It is Always Going to Hurt



It's a joyful surprise to find similar threads of thought running through or hoping from novel to novel in our book club. This month in the Henrik Ibsen play A Doll's House, the trend continues.

I'm seeing the anxiety of identity and rejection that various characters find themselves in from John Steinbeck's East of Eden. 

The fantasy of the hitchhiker to start over from Cormac McCarthy's No Country for Old Men.

The cost others pay for the hubris of Dr. Frankenstein in Mary Shelly's Frankenstein.

The damage that roots itself in the fear we see in Scrooge in Charles Dickens' A Christmas Carol.

And while Fyodor Dostoyevsky projects a cautionary tale of the social changes of the late 19th century in his epic novel The Brothers Karamazov, Ibsen opens the reader to the potential of those social changes, but it comes with a warning. 

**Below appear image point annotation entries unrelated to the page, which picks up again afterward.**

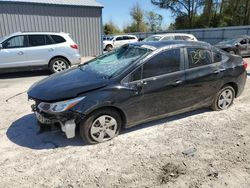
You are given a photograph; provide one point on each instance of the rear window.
(198, 57)
(37, 40)
(58, 39)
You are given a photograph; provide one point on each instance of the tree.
(154, 21)
(181, 8)
(138, 24)
(110, 28)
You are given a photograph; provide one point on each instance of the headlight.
(59, 106)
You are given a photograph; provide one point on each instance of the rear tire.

Again with the anxiety of change, we are swimming in it. Does it make you tighten your fist and resist? Do you charge head first into it in desperation? Or, do you take it as it comes? 

If anything, A Doll's House exhibits the cost of change. In the end, Nora leaves her life of 8 years... home, children, and husband after realizing that she was sewn into an ill-fitting costume, performing a role. Leaves to discover who she really is. Is it a tale of feminist liberation? Existential freedom? The dawning of individual and democratic civic liberties in an era of fading monarchies? 

I think its all of those. Again its the concept of change, and change always comes with a price tag. 

The play in the end reminded me of a conversation in No Country for Old Men between the hitcher and Moss. The unnamed hitchhiker has dreams of starting her life over in California, and Moss aids her with a little spending money and a lot of advice...

It's not about knowin where you are. It's about thinkin you got there without takin anything with you. Your notions about startin over. Or anybody's. You don't start over. That's what it's about. Ever step you take is forever. You can't make it go away. None of it. You understand what I'm sayin?


You think when you wake up in the mornin yesterday don't count. But yesterday is all that does count. What else is there? Your life is made out of the days it's made out of. Nothin else. You might think you could run away and change your name and I don't know what all. Start over. And then one mornin you wake up and look at the ceilin and guess who's layin there?

Cormac McCarthy, No Country for Old Men


Looking forward to our conversation Monday.